47

“They got away.”

The echo of Cain’s shout rang like an anvil on the cellar walls.

Lilith’s fire extinguisher dropped from her hands. Gage made a soft, plaintive noise like the moan of a frightened child.

Cain barely noticed their reactions. His full attention was focused on the well. Rage simmered in him.

This operation had been planned for weeks. For months. Every smallest detail had been accounted for. Nothing had been left to chance. It was the opportunity of a lifetime, his passport to a better life, to a future not spent in a desert trailer or a prison cell.

And now it was jeopardized, all of it, by a rookie cop and a high school girl who didn’t have the good sense to lie down and die.

“You never know.” Tyler tried for a note of optimism. “They might’ve bought it anyhow. Shock wave could’ve triggered a cave-in.”

“Bullshit.”

“It’s possible.”

“No, it’s not. And you know it. Those two whores are alive. God damn it, they’re alive!”

The anger boiled over. Cain spun and seized the nearest fragment of debris, a charred and twisted thing that might have been the leg of a table.

With a bellow of fury he heaved it into the shadows, then stood panting as he struggled to get hold of his emotions.

Screaming was bad. He remembered how Gage had screamed at the hostages, inadvertently confessing his immaturity and lack of discipline.

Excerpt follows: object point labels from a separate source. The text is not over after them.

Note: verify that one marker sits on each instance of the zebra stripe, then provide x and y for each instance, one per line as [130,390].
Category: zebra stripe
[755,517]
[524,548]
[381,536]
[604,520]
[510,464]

A leader had to remain poised, assured, unflappable-even now, when every thread of his careful planning threatened to unravel, when five million dollars was dissolving like smoke before his eyes.

“You should have iced that blue-eyed bitch in the living room when you had the chance,” Lilith said petulantly.

Cain nearly shot back an ugly answer, but no.

Discipline. Self-control.

“Damn straight,” he replied after a brief inner struggle. “I had her three feet away, dead in my sights, and I didn’t pull the trigger. Didn’t want to agitate the prisoners. I fucked up.”

His gaze traveled the room, meeting each face in turn. Tyler, Gage, Lilith-all with their masks off now, all watching him, surprised and impressed by his admission of failure.

“I fucked up,” he repeated for emphasis. “My fault. I underestimated her. I thought she was just a scared kid. A Mouseketeer.”

Tyler set down his fire extinguisher. “So what do we do Abort”

“Too late to abort. The Kent girl saw my face-and yours,” he added, his glance including both Tyler and Lilith. “And her and the cop heard our names over the radio. Robinson even heard me talking to Charles Kent. She knows everything.” He scanned the room and watched comprehension register on the row of faces. “We couldn’t quit now if we wanted to.”

“Okay.” Tyler sounded unsettled. “We go after them. Search the caves. Split up-“

Cain cut him off. “Impractical. A cave system is a maze.”

“Maybe they’ll get lost in it,” Gage said. “Just, you know, wander around till they drop.”

“Nice thought.” Cain smiled. “But Robinson seems to have a knack for survival. She’ll find an exit. Maybe already has.”

“Once they’re out,” Lilith asked, “where will they go”

Cain nodded. That was the right question.